Below is the portion of Carr’s letter relating to how local prosecutors handled the case prior to it being turned over to the GBI.

“February 27, 2020, the Attorney General’s Office received a letter from Jackie Johnson, the District Attorney of the Brunswick Judicial Circuit, advising that she had a conflict and that she was requesting the appointment of another prosecutor.  Ms. Johnson wrote that the reason for the conflict was because the investigation into Mr. Arbery’s death involved Greg McMichael, a former investigator with her office.  Shortly after receipt of Ms. Johnson’s letter, this office was made aware that Ms. Johnson had contacted George Barnhill, District Attorney of the Waycross Judicial Circuit, and that he had agreed to accept the case.  This office confirmed with Mr. Barnhill and, pursuant to O.C.G.A. § 15-18-5, this office appointed Mr. Barnhill to prosecute the case on the same date Ms. Johnson’s letter was received.  
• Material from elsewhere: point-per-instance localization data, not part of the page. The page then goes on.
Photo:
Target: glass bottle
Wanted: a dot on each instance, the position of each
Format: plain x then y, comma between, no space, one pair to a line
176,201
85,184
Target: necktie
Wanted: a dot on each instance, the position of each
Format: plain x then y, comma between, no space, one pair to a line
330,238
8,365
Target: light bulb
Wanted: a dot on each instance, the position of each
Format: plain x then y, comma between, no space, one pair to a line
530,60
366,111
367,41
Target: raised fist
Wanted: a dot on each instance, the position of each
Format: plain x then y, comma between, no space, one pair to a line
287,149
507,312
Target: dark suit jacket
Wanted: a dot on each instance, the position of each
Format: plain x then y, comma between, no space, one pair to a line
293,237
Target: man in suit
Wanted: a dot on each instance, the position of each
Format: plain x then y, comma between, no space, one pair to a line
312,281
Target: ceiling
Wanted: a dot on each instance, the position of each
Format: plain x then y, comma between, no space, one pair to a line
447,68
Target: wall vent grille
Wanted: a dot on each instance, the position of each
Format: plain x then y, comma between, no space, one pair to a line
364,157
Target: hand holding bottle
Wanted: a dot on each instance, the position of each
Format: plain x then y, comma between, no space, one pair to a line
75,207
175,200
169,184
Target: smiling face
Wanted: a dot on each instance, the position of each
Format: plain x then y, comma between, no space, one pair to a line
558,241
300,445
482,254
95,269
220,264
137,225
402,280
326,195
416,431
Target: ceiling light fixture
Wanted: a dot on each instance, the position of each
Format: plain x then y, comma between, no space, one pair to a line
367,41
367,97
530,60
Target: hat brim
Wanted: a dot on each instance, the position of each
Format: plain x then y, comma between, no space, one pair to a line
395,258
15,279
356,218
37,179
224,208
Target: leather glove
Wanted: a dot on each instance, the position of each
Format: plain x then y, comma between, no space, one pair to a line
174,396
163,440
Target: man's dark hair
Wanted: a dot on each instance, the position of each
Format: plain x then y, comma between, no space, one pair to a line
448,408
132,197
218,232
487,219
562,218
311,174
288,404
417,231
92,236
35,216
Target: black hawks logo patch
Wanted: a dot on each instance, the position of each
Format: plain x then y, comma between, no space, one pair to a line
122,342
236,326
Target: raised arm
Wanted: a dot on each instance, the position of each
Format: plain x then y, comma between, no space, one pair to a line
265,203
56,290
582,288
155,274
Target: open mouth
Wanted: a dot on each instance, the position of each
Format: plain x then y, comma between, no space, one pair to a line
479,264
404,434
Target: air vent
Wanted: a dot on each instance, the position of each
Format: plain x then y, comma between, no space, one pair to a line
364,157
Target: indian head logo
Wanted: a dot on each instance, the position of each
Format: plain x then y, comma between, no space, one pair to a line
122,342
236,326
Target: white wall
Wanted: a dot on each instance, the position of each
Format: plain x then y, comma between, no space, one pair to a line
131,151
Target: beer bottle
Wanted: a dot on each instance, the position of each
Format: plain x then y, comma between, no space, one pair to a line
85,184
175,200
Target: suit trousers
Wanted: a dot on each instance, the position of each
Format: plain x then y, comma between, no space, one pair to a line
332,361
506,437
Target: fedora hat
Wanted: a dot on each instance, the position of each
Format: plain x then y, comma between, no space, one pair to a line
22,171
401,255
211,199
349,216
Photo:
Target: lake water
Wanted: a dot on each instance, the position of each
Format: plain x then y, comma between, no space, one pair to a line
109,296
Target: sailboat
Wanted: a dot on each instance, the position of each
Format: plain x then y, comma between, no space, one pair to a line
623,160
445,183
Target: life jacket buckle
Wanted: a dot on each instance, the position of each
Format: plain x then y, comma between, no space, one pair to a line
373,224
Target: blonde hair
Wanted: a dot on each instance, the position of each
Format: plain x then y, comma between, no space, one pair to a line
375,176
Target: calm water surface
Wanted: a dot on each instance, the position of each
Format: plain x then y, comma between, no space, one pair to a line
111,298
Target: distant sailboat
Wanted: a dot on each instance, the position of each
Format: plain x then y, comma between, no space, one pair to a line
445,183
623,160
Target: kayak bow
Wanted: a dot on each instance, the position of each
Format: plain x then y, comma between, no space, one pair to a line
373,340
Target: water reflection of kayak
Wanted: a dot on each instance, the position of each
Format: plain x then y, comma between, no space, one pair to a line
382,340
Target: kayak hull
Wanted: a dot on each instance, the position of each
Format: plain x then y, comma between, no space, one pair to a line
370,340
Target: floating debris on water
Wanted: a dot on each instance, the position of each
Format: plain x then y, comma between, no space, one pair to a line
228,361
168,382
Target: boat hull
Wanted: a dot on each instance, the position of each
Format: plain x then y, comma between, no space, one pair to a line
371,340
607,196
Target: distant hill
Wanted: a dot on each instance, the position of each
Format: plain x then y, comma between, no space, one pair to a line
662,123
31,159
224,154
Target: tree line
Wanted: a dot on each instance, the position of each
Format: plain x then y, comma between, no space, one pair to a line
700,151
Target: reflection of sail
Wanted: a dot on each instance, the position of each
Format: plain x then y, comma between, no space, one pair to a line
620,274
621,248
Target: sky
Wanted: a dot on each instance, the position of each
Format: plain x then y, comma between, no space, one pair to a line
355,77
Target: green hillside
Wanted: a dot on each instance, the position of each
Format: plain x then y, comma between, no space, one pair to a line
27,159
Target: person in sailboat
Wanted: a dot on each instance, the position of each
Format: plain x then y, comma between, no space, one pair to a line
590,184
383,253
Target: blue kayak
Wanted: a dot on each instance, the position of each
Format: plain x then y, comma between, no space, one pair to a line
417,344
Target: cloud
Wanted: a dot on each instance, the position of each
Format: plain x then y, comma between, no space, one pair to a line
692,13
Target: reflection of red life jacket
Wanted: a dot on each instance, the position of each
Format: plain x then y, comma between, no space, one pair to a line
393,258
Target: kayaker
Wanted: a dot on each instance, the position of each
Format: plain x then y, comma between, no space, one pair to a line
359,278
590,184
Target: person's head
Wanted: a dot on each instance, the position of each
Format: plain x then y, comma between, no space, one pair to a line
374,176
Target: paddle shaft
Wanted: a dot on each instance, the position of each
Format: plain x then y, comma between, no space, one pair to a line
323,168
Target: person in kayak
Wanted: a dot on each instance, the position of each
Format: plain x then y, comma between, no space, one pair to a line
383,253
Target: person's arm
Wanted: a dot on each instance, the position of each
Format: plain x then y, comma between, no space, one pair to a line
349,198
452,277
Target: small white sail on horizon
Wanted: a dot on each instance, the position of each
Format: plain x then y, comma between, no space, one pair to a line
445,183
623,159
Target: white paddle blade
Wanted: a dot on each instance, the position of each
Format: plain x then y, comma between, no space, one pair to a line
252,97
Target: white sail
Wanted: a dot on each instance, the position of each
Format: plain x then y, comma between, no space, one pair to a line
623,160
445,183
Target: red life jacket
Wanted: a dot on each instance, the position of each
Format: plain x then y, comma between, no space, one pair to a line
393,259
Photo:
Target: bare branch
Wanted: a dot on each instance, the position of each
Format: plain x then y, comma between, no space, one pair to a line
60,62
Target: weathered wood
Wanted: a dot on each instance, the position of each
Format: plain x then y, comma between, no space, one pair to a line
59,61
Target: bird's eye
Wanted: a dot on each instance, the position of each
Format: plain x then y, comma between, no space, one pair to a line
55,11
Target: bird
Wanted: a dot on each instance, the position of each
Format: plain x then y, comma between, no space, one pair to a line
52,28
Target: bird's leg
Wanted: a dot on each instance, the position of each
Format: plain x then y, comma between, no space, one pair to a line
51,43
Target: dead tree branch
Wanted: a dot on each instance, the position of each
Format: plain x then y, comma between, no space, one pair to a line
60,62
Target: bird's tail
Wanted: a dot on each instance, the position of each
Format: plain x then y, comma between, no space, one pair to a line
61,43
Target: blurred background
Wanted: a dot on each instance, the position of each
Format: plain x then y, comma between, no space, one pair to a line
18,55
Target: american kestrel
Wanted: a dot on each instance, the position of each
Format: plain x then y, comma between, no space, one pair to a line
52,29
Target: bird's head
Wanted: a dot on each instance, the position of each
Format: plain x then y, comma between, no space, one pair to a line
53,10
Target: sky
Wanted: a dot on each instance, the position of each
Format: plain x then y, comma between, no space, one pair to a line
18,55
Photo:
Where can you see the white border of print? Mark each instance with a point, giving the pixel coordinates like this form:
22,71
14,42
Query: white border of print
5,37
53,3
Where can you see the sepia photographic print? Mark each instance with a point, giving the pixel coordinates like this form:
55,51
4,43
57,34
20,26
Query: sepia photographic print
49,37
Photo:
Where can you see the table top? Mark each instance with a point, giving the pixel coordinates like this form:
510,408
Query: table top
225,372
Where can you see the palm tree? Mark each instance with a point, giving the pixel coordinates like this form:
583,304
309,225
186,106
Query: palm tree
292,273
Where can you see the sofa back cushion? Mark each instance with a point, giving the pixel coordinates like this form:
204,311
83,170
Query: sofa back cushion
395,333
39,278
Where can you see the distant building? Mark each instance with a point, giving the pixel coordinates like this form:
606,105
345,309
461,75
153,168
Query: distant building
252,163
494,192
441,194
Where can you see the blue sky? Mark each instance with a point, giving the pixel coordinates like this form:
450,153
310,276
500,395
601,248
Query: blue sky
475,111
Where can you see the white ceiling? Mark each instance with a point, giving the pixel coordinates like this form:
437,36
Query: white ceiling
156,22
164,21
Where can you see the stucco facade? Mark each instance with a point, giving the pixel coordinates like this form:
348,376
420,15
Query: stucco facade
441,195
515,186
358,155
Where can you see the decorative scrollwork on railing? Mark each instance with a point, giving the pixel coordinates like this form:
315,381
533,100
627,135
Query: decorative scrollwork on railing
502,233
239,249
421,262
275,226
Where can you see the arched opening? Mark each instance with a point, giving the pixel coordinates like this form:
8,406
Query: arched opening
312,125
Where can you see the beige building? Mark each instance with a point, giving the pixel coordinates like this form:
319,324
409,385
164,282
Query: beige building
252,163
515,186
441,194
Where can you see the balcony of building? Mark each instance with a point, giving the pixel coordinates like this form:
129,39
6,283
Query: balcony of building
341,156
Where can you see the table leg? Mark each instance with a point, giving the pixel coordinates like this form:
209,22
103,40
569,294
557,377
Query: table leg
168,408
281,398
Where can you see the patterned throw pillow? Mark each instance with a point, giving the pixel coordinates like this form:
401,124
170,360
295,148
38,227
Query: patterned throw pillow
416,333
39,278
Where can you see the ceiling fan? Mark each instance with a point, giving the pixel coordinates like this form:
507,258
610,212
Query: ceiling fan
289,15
“Not long after Mr. Barnhill’s appointment, he and Ms. Johnson learned that Mr. Barnhill’s son, an assistant district attorney in Ms. Johnson’s office, had worked with Mr. McMichael on a prosecution involving Mr. Arbery. Mr. Barnhill, however, held onto the case for several more weeks after making this discovery.  On April 7, 2020, the Attorney General received correspondence from Mr. Barnhill advising of a conflict and requesting the appointment of another prosecutor.  Mr. Barnhill cited his son’s involvement with Mr. McMichael and Mr. Arbery as a reason for his request.    

“Mr. Barnhill’s letter failed to disclose his involvement in this case prior to his appointment.  In her conflict letter of February 27, 2020, Ms. Johnson had advised that the Glynn County Police Department was “currently investigating” the shooting death of Mr. Arbery, and that she was requesting new counsel to advise the police. Unknown and undisclosed to the Attorney General, however, Mr. Barnhill had already provided an opinion to the Glynn County Police Department on February 24, 2020, that he did not see grounds for the arrest of any of the individuals involved in Mr. Arbery’s death.   He additionally stated his opinion to the Glynn County Police Department in writing that there was insufficient probable cause to make any arrests in the case and that he would be asking the Attorney General to appoint another prosecutor.”

Last week, the GBI arrested Gregory McMichael and his son Travis McMichael. Both were charged with murder and aggravated assault. They have been taken into custody and will be booked into the Glynn County jail.

On Feb. 23, Arbery was in the Satilla Shores neighborhood in Brunswick, when both Gregory and Travis McMichael confronted Arbery with two firearms. During the encounter, GBI officials say Travis McMichael shot and killed Arbery.